An encounter I will never forget is when I stopped to have lunch in a beautiful fishing village called Cavtat in Croatia. The waiter that served me saw I had my bike and all the bags and realised I was touring. He asked me about my trip and was really interested about where I’d come from and where I was going. He said he was particularly interested because I was like a unique unicorn – purely on the basis that I was bike packing in Croatia and I was the first female bike packer he’d seen all summer!
4. Any grim points where felt like calling it a day?
Many. But they were often the ones that were the most character building. The worst was when I picked up a gastric bug. It was about 40 degrees that day and 70% humidity. I only had to cycle about 15km that day as I had planned to stop in Dubrovnik for 2 nights to do lots of sight seeing. It took me 6 hours to ride 15km because I had to stop about half a dozen times to throw up at the side of the rode. I was so sick I couldn’t hold any water down, yet it was so hot that I was so incredibly thirsty. Often I was so spent that I couldn’t sit up at the side of the road and just lay down. A few people stopped to help but it was so hard to communicate with them being so sick, especially if they didn’t speak English. I was thankful people cared but all I wanted to do was crawl into a bed or even the sea (to cool down) and just close my eyes and for it to all go away.
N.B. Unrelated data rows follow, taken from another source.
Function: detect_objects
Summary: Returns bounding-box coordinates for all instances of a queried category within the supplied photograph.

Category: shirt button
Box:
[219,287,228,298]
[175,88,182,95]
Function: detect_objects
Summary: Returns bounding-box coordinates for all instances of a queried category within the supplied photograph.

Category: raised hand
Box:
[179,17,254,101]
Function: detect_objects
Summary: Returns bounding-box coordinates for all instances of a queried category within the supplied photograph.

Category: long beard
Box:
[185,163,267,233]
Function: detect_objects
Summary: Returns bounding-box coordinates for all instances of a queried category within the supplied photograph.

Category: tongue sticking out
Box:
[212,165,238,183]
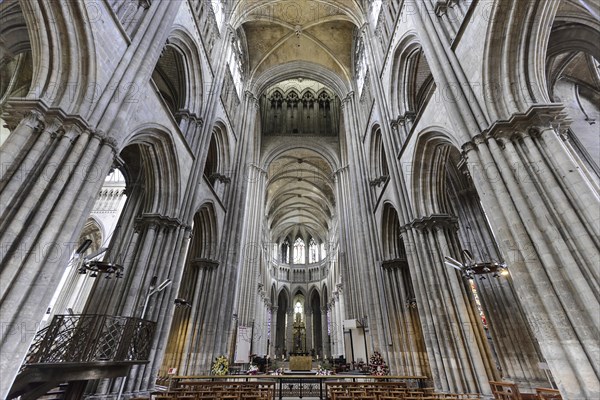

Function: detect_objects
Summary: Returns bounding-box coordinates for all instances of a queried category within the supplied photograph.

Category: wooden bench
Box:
[152,381,275,400]
[490,381,537,400]
[535,387,562,399]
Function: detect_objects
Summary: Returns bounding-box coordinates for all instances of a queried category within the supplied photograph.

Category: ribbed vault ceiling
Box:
[266,149,335,242]
[232,0,360,82]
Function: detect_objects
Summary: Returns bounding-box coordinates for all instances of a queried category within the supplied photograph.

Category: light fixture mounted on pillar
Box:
[174,298,192,308]
[78,260,124,279]
[444,250,508,280]
[75,239,123,279]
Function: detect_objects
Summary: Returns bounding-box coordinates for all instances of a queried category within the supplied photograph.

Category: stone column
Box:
[269,306,278,358]
[401,216,495,394]
[338,92,388,356]
[176,260,219,374]
[321,308,330,359]
[462,122,600,398]
[305,309,313,355]
[286,309,294,356]
[202,91,259,369]
[0,120,117,398]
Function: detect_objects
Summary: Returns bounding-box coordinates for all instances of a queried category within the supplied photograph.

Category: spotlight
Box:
[174,298,192,308]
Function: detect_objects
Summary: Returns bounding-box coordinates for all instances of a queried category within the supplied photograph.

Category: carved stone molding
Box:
[434,1,449,16]
[407,214,458,232]
[135,213,184,231]
[461,104,572,153]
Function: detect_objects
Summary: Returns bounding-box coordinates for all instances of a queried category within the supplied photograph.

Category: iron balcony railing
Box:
[22,314,155,368]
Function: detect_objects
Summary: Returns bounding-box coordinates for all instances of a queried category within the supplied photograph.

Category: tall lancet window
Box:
[320,242,327,259]
[282,239,290,263]
[309,238,318,263]
[293,238,305,264]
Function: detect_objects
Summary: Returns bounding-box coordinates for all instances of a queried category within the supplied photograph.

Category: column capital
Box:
[1,99,47,132]
[135,213,185,231]
[176,109,203,126]
[342,91,355,106]
[245,90,258,103]
[408,214,458,233]
[397,111,416,125]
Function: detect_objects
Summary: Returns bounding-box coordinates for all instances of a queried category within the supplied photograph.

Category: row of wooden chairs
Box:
[490,381,562,400]
[152,394,269,400]
[149,382,275,400]
[330,395,482,400]
[326,382,482,400]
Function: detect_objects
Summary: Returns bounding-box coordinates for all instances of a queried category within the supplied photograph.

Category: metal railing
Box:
[22,314,155,368]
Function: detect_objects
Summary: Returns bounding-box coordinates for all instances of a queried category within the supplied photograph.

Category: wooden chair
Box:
[490,381,522,400]
[535,388,562,400]
[220,394,240,400]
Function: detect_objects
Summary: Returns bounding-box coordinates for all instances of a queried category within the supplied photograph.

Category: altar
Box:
[289,355,312,371]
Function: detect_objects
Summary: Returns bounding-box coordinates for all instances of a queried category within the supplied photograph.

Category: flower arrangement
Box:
[248,364,259,375]
[316,365,332,375]
[271,368,284,375]
[211,355,229,375]
[369,351,390,376]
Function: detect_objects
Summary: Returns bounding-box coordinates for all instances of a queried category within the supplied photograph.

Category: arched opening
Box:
[293,237,306,264]
[80,130,181,336]
[41,169,128,324]
[152,44,187,121]
[0,0,33,147]
[291,292,307,354]
[203,123,231,197]
[546,8,600,174]
[308,238,318,263]
[369,125,390,191]
[391,38,436,120]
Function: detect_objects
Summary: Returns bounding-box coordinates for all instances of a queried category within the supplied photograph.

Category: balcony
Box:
[8,314,156,399]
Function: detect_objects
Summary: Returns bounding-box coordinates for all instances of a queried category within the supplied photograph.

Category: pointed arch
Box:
[203,120,232,191]
[164,27,205,115]
[369,124,389,182]
[17,0,97,114]
[120,126,182,217]
[389,33,435,119]
[381,203,406,263]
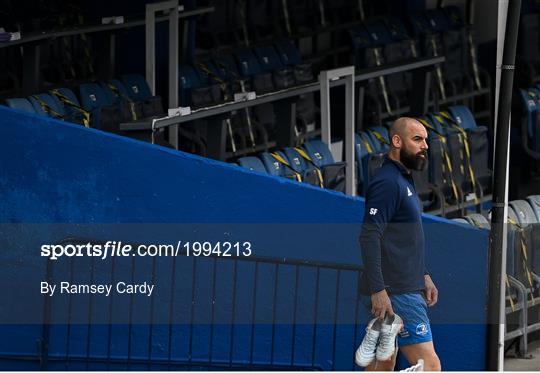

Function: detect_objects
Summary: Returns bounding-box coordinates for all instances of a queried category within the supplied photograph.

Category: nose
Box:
[421,139,428,150]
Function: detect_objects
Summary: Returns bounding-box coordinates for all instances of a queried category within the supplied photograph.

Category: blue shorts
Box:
[361,293,433,347]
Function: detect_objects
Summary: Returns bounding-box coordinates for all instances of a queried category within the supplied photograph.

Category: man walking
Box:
[357,117,441,371]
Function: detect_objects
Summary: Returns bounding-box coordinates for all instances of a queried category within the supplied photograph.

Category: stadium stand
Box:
[454,199,540,357]
[2,0,540,368]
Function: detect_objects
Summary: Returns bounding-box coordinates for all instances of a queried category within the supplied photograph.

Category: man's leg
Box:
[365,350,398,371]
[400,341,441,371]
[390,293,439,370]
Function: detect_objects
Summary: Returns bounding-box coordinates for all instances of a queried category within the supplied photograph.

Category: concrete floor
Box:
[504,339,540,371]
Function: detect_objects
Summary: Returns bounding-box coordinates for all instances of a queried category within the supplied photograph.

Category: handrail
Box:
[120,55,445,131]
[39,235,362,369]
[0,6,214,49]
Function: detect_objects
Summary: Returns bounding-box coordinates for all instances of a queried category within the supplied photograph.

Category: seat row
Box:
[355,105,491,216]
[198,0,366,57]
[4,74,165,137]
[348,6,490,123]
[452,195,540,357]
[235,139,345,192]
[180,39,319,158]
[200,1,490,121]
[181,39,314,108]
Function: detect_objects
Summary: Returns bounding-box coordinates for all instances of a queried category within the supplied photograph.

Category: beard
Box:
[400,147,428,171]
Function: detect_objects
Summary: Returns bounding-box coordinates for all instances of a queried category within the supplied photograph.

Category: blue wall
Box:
[0,107,489,370]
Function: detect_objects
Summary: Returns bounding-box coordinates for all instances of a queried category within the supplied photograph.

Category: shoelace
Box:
[377,329,395,352]
[361,329,379,351]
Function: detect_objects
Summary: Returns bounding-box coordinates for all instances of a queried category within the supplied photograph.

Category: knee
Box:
[423,353,441,371]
I just kept telling myself it would pass and I would look back on this day and laugh about how gross it all was! Thankfully it was just a 24-hour bug and did pass the next day. Despite being very weak I was past the worst of it!
5. What was the first thing you did when you came back to London?
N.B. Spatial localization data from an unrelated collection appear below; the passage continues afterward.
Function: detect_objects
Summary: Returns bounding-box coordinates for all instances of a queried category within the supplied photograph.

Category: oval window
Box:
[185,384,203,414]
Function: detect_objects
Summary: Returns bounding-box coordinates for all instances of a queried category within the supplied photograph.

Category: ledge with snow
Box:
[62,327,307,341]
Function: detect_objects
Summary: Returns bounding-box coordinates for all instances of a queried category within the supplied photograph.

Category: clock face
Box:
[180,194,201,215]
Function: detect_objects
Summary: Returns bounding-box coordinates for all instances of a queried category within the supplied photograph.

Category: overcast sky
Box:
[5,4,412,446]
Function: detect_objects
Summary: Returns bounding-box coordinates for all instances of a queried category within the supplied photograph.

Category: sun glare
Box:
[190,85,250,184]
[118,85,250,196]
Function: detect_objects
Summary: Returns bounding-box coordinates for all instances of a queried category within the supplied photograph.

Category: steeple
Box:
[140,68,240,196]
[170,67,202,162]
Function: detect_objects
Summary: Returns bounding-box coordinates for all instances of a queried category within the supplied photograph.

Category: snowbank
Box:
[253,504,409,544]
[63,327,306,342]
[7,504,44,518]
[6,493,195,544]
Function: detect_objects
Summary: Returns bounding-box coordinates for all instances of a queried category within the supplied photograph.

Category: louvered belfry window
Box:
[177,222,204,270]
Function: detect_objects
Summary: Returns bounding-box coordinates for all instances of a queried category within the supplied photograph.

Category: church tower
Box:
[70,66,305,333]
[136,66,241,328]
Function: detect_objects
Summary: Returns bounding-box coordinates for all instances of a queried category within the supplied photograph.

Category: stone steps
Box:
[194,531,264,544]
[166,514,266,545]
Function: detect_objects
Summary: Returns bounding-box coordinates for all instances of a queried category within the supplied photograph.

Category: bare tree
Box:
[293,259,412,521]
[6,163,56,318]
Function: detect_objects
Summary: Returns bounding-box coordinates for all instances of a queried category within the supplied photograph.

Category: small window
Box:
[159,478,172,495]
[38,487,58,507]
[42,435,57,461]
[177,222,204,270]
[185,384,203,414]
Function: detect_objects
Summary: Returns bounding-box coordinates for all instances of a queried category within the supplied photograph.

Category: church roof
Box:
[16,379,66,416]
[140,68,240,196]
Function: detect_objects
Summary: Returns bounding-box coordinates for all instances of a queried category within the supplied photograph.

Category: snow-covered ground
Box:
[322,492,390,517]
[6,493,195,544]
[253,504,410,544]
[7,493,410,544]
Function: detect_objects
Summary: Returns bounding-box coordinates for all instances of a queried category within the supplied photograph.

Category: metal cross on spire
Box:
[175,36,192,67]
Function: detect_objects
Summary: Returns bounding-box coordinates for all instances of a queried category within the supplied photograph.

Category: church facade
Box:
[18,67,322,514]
Went to my local called The Angel in Bermondsey for a pint! I love my local and the incredible views out onto the Thames overlooking The Shard, Tower Bridge and Tower of London, I felt like I was a tourist again. I also threw my stuff in the washing machine straight away and had a nice long shower, two luxuries I missed very much while I was away.
6. What’s the biggest change you will make going forwards?
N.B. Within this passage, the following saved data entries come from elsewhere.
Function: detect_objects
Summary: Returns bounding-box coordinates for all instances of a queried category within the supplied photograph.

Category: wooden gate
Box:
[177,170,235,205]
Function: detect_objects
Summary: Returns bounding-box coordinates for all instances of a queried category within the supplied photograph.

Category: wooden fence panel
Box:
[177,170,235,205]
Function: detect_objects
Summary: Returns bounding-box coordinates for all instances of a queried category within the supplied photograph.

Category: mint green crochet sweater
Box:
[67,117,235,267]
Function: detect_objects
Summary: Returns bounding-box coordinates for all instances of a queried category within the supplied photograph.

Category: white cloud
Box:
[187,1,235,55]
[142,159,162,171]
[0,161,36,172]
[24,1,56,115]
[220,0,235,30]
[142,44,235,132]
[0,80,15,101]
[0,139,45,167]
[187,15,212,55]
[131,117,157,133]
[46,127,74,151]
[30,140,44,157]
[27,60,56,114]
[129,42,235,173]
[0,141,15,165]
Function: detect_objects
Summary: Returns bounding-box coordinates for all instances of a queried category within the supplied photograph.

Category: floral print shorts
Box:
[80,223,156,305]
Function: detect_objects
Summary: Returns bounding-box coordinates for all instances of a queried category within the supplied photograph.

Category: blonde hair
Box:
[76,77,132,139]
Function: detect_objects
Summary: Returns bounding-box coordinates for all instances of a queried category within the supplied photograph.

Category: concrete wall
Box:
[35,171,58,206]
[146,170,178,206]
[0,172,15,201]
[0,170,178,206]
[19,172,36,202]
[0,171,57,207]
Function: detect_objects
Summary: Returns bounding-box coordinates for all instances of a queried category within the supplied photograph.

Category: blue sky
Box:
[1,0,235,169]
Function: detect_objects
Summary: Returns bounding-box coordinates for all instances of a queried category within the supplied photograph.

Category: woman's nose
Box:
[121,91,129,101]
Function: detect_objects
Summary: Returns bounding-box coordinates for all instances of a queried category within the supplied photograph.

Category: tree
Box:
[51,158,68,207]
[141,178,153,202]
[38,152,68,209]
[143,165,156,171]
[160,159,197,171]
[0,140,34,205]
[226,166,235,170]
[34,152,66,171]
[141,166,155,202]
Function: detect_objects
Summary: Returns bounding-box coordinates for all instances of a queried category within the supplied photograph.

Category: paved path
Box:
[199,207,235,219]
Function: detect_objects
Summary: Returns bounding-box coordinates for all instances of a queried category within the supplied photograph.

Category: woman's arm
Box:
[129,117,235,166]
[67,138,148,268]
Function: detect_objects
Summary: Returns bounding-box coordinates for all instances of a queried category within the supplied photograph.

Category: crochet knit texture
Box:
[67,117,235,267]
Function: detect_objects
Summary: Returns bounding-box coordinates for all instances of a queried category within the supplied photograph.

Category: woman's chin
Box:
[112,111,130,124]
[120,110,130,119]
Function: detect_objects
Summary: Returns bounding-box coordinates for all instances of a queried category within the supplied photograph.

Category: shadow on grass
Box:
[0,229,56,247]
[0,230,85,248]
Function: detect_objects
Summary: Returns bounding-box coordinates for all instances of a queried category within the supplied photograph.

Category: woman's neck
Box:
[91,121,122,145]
To live a more simple and basic life. It was incredible humbling to exist with so little and it gave me a sense of mental freedom I’d never experienced before. It made me realise how cluttered (physically and mentally) my life back home was. I want to live by: memories NOT possessions. Simply spending my time and money creating memories over any physical, material item. OK I need stuff, we all do, but I don’t need all this stuff in my life. This felt like a big shift to me as I’m not a massive consumer and often take bags to the charity shop, but I am going to try and apply more minimalism to my life wherever I can. I feel living simply will free up my mind more, make me feel calmer, more appreciate of what I have and hopefully mean I can spend more time and money on doing things!
7. What is next on the agenda?
Maintaining my physical and mental health now that I feel I am in such a strong and better position than I was 6 months ago. For the time being I don’t have any ‘big’ adventures in the pipeline but what I do know is that this trip has opened up my adventurous door which will undoubtedly mean more future adventures. I feel like this is just the start for me.